Submission Information

Submission page: https://easychair.org/conferences/?conf=mlac2016

Submission deadline: September 10, 2016

Paper format: The workshop paper format should follow the guideline for paper submission in ACCV2016 (see http://www.accv2016.org/paper-submission/), where the page limit is 14 (excluding references) in the LNCS format.

Notification of acceptance: September 17, 2016

Camera ready: September 25, 2016

Introduction

It is known that human speech perception is a bimodal process that makes use of both acoustic and visual information. There is clear evidence that visual cues play an important role in automatic speech recognition either when audio is seriously corrupted by noise, through audiovisual speech recognition (AVSR) or even when it is inaccessible, through automatic lip-reading (ALR).

This workshop is aimed to challenge researchers to deal with the large variations of the speakers' appearances caused by camera-view changes in the context of ALR/AVSR. To this end, we have collected a multi-view audiovisual database, named 'OuluVS2' [1], which includes 52 speakers uttering both discrete and continuous utterances, simultaneously recorded from 5 different camera views. To facilitate participants, we have preprocessed most of the data to extract the regions of interest, that is, a rectangular area including the talking mouth. The cropped mouth videos are available to researchers together with the original ones.

Please visit Home for instructions on how to download the database.

Researchers are invited to work on either type of data and tackle (but not limited to) the following problems:

  • Single-view ALR/AVSR - to train and test on data recorded from a single camera view.
  • Multiple-view ALR/AVSR – to train and test on synchronized data recorded from multiple camera views.
  • Cross-view ALR/AVSR – to learn and transfer knowledge from a source view (e.g., the frontal view) to enhance learning for a target view (e.g., the profile view).

Test Protocols

We encourage participants to use the OuluVS2 database due to its suitability, readiness and richness. To make results comparable, we randomly divide all the subjects into two groups, one (including 40 subjects) for training and validation and one (including 12 subjects) for testing.

Click here to download the txt file including subject ids for training and validation.

Click here to download the txt file including subject ids for testing.

We expect all the participants who use the OuluVS2 database to follow the same protocol so that we can summarize and present their results at the workshop.

Additional Information

Venue: the workshops will be held at Taipei International Convention Center (TICC), the same as the main-conference venue.

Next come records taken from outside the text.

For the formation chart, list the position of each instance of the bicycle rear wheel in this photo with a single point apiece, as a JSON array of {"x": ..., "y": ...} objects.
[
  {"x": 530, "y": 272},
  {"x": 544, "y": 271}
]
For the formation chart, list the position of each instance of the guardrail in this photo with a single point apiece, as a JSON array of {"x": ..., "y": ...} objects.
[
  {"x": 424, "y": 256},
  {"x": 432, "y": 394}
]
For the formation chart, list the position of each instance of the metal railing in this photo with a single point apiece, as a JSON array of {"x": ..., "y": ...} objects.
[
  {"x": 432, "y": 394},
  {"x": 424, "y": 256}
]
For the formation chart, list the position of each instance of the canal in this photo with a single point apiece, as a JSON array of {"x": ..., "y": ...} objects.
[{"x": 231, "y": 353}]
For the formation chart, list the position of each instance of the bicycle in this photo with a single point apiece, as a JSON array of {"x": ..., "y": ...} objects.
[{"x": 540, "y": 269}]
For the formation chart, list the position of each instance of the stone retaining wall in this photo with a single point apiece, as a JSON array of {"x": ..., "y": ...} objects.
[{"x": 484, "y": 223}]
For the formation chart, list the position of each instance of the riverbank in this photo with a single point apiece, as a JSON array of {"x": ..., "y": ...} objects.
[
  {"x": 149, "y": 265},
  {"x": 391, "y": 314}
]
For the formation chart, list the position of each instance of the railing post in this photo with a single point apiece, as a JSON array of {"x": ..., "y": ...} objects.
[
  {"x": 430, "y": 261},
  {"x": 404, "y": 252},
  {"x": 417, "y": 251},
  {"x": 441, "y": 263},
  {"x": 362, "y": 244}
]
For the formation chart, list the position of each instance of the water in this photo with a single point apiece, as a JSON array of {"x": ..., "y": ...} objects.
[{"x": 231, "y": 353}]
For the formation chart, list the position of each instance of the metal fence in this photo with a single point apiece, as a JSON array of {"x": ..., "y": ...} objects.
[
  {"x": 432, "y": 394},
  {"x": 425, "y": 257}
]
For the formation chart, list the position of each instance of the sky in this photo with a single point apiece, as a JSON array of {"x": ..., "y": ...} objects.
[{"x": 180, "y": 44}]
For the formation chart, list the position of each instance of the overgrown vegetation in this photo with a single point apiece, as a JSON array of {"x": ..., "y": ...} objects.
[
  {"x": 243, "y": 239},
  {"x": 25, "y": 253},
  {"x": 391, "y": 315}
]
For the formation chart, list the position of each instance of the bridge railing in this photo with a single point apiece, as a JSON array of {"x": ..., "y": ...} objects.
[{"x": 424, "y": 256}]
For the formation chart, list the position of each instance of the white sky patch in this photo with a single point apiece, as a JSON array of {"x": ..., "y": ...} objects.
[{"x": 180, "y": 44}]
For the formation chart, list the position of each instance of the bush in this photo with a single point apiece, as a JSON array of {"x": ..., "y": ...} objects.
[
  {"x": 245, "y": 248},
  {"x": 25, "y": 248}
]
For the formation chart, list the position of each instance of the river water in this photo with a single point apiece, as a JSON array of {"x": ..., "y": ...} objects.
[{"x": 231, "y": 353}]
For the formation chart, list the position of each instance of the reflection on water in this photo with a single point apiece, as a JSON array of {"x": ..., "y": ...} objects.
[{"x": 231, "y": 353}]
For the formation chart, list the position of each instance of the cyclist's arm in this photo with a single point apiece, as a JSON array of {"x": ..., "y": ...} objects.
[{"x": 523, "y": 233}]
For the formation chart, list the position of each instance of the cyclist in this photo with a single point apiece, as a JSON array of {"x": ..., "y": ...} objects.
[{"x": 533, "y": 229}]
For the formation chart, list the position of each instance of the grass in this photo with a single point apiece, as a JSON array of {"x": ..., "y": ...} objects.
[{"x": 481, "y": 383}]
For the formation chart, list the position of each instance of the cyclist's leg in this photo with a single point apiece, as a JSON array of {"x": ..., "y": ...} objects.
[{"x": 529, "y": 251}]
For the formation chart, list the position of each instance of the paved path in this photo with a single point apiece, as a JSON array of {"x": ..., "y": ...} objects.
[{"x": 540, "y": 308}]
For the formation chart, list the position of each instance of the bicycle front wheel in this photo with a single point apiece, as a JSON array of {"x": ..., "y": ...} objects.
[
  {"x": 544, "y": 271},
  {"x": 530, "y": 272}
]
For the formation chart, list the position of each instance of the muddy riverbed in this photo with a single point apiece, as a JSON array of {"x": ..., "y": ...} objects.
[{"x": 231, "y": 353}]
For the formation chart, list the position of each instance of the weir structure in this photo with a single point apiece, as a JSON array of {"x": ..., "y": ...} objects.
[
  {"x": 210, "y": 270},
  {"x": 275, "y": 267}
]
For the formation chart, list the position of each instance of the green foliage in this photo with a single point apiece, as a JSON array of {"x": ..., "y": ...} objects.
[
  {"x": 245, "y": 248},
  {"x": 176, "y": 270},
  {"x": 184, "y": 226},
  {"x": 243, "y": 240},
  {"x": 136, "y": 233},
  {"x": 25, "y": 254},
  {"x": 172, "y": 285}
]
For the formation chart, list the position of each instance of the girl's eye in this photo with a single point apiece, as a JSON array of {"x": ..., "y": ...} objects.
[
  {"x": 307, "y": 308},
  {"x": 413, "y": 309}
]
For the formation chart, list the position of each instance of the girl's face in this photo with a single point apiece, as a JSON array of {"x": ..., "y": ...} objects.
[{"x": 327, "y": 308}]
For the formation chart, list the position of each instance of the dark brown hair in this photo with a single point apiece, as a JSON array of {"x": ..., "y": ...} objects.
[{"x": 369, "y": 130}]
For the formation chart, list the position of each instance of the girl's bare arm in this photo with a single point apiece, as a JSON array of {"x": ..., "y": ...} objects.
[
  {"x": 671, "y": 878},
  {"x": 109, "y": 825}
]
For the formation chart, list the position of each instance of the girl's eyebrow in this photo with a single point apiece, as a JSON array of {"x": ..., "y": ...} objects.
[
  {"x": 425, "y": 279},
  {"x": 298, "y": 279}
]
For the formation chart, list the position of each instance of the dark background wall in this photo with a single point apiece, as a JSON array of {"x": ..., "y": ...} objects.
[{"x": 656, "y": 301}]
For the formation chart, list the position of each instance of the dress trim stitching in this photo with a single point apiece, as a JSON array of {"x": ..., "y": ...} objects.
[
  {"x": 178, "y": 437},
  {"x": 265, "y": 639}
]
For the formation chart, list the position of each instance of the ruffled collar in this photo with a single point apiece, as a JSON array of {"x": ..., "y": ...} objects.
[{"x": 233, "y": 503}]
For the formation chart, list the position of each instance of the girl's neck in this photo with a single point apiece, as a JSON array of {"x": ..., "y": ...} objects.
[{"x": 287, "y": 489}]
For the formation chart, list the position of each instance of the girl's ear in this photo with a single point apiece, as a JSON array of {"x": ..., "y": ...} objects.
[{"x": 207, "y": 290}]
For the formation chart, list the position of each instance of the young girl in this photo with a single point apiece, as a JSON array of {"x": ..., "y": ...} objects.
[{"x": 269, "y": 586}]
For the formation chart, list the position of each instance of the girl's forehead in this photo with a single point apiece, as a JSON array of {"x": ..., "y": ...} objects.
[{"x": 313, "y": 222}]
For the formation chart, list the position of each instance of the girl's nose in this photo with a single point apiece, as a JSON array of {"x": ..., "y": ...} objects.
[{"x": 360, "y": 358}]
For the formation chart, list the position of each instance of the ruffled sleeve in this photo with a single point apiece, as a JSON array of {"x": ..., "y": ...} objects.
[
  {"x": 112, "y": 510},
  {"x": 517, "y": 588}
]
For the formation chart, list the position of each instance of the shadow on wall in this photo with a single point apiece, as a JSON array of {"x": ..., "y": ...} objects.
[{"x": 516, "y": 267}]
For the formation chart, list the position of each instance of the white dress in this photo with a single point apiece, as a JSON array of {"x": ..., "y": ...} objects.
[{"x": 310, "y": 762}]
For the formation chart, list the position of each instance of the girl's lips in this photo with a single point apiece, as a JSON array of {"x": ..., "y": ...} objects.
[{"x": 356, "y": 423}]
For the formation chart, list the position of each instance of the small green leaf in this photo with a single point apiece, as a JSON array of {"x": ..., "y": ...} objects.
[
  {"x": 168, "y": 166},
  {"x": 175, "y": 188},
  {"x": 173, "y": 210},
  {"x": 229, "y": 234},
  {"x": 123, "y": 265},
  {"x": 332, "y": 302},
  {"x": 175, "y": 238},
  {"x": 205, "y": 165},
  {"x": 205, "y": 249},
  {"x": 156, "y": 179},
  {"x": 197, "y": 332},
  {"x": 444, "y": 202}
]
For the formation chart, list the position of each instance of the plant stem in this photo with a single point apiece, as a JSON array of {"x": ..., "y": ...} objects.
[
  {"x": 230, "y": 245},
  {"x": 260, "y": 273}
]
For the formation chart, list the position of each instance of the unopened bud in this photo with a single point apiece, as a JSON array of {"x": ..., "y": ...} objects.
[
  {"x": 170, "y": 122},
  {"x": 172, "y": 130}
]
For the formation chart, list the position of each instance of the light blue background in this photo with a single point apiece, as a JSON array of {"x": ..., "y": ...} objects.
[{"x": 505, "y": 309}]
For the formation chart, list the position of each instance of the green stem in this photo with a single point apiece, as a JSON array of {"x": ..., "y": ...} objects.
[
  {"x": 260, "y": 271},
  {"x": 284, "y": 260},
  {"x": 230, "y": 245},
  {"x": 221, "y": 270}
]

Publication: the workshop papers will be published by Springer in the Lecture Notes in Computer Science (LNCS) series.

Registration: workshop registration will be handled as part of the main conference registration. Details will be announced later.

People

Organizers

Program Committee

Reference

[1] I. Anina, Z. Zhou, G. Zhao and M. Pietikainen (2015) OuluVS2: a multi-view audiovisual database for non-rigid mouth motion analysis. In Proceedings of IEEE International Conference on Automatic Face and Gesture Recognition (FG), pages 1-5, Ljubljana, Slovenia.